The forint was trading at 311.57 to the euro late Tuesday on the interbank forex market, down from final quotes at 310.52 on Monday. At 310.71 to the euro early Tuesday, the forint moved between 309.46 and 312.20, a five-day low, after a more than five-week high at 309.05 late Monday.

Under constant pressure from the dollar which continued to rise against a basket of currencies following hawkish comments of several US Fed decisionmakers late Monday, the forint lost its Monday gain versus the euro as well.

Hungaryʼs central bank left its main interest rate unchanged at 1.35% on Tuesday and switched to a new three-month deposit policy tool, intended coupled with other measures to boost liquidity and increase local banksʼ demand for longer-term government paper. The National Bank of Hungary (MNB) will also squeeze funds out of its previous main policy tool, the two-week deposit. Larger domestic demand for its bonds is in line with the governmentʼs self-financing zeal, but it, in turn, may also drive yields down to a point where foreign investors might find them less attractive in view of rising US yields, a nearside perspective brought home by Fed officials on Monday, and Hungaryʼs persistent junk rating, last affirmed by Standard & Poorʼs on Friday with no signal for a future upgrade.

S&P recalled that 34% of Hungaryʼs general government debt is denominated in foreign currencies, and nonresidents still hold about 30% of commercial general government local currency debt.

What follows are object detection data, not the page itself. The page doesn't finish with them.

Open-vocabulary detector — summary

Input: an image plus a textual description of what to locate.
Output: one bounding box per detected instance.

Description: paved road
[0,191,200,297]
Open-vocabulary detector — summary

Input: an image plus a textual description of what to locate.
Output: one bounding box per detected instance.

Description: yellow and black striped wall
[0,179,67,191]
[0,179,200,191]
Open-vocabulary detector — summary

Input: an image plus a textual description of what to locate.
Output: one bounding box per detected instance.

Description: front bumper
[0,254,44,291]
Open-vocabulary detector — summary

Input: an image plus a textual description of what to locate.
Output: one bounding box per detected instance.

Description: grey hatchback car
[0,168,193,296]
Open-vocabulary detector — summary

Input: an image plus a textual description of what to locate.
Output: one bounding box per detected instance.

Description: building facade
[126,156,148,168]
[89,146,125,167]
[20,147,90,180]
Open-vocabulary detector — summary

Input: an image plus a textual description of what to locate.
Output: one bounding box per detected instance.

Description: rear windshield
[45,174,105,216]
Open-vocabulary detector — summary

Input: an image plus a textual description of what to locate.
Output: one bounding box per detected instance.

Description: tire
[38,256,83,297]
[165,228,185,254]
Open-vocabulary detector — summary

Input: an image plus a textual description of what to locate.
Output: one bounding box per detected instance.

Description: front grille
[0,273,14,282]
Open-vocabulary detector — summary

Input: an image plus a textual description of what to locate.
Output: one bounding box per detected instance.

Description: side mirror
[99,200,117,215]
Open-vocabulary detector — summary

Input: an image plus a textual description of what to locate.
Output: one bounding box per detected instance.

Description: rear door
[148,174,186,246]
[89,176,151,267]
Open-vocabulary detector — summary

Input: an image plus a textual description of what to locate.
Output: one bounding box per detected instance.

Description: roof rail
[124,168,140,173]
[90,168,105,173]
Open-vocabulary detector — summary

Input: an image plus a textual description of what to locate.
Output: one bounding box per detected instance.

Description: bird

At the same time the government is seen starting already now to prepare for the year-end cut-off date in measuring Hungaryʼs general government debt to GDP to fend off excessive debt complaints from Brussels. It announced that it would decrease short-term debt issuance in the coming weeks and months, which, in turn, might also increase demand for longer-term paper, and also began pre-payment on forex debts maturing next year. But analysts remind the process is a two-edged sword: it might contribute to driving yields down even more to the horror of non-residents, and pre-payment of some forex debts, while it may improve Hungaryʼs debt landscape, also increases foreign currency demand in the short term to the detriment of the forintʼs course.

The stubborn worse-than-310 to euro course of the forint for more than a month now shows the market doubts the ability of Hungaryʼs financial authorities to fine-balance the need to lower the financing cost of the increasing budget deficit and of the state debt against investorsʼ need of realistic yield, analysts add.

The forint traded at 279.76 to the dollar, down from 277.50 in final quotes on Monday. On Tuesday, it moved between 276.65 and 280.32, an eleven-day low, after a more than three-week high at 269.91 last Friday intraday.

It was quoted at 287.25 to the Swiss franc, down from 285.41 late Monday. Its range on Tuesday was 284.55 to 288.06, an eleven-day low, after a more than six-month high at 282.23 last Friday intraday. Since its crash to an all-time low at 378.49 to the franc on January 15 when the Swiss central bank scrapped its cap of 1.20 to the euro, it reached the highest at 281.07 on February 26.